Interestingly, the treatment of T. gondii tachyzoites with SAHA affected correct apicoplast division and positioning during the process of the formation of new daughter cells. This phenomenon was observed frequently, and irregular organelle fragments could be observed in the several assays performed with ACP-YFP mutant parasites (Fig. 5, Fig. 6). The apicoplast is a plastid-like organelle and contains a residual genome of 35 Kb; the presence of a prokaryote HU-like histone was already characterized in the apicoplast of T. gondii and Plasmodium (Ram et al., 2008; Reiff et al., 2012). In recent work, 400 acetylation sites were described in 274 proteins on T. gondii acetylome, with distinct cell distribution (Jeffers and Sullivan, 2012). Several proteins identified in T. gondii acetylome are apicoplast residents, among these: PDHE2 (dihydrolipoamide acetyltransferases of the pyruvate complex); TCP-1/Cpn60; acetyl-CoA carboxylase; 3-hydroxyalkyl-ACP dehydrogenase; and chaperones p23 (Jeffers and Sullivan, 2012), which are associated with type II fatty acid (FASII) biosynthesis, heme synthesis, and isoprenoid biosynthesis (Jelenska et al., 2002; Mazumdar et al., 2006). It is possible that enzymes inhibited by TST and SAHA may be involved in the PTM of the apicoplast proteins, however, the role of acetylation for the activity of the apicoplast proteins is not yet known. We cannot exclude that off-target effects were responsible for the alterations in the apicoplast, as defects in parasite cell cycle could lead to apicoplast mislocalization.

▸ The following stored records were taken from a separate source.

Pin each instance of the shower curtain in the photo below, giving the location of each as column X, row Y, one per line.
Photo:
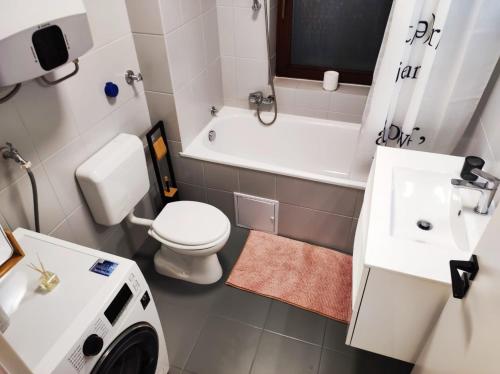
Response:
column 434, row 63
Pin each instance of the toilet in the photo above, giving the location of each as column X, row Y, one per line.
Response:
column 191, row 233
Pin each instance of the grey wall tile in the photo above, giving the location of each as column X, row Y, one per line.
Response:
column 350, row 245
column 314, row 226
column 192, row 192
column 320, row 196
column 221, row 177
column 188, row 170
column 257, row 183
column 222, row 200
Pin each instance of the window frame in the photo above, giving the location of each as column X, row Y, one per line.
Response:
column 284, row 66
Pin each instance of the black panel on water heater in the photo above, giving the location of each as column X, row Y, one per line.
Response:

On the other hand, TST, but not SAHA, affected T. gondii mitochondrial potential either directly or indirectly. T. gondii acetylome analysis also showed several mitochondrial proteins are acetylation-regulated sites, which might explain the remarkable decrease in mitochondrial membrane potential after treatment with TST. Jeffers and Sullivan showed that the porin voltage-dependent anion channel 1 (VDAC1) was one of the most-acetylated proteins in T. gondi (Jeffers and Sullivan, 2012). It is well known that one of the major and most abundant proteins in the mitochondrial outer membrane is voltage-dependent anion channel 1 (VDAC1), responsible for the passage of metabolites, nucleotides, and ions. VDAC1 is involved in the regulation of apoptosis, and its regulation is crucial not only for metabolic functions but for cell survival (Camara et al., 2017).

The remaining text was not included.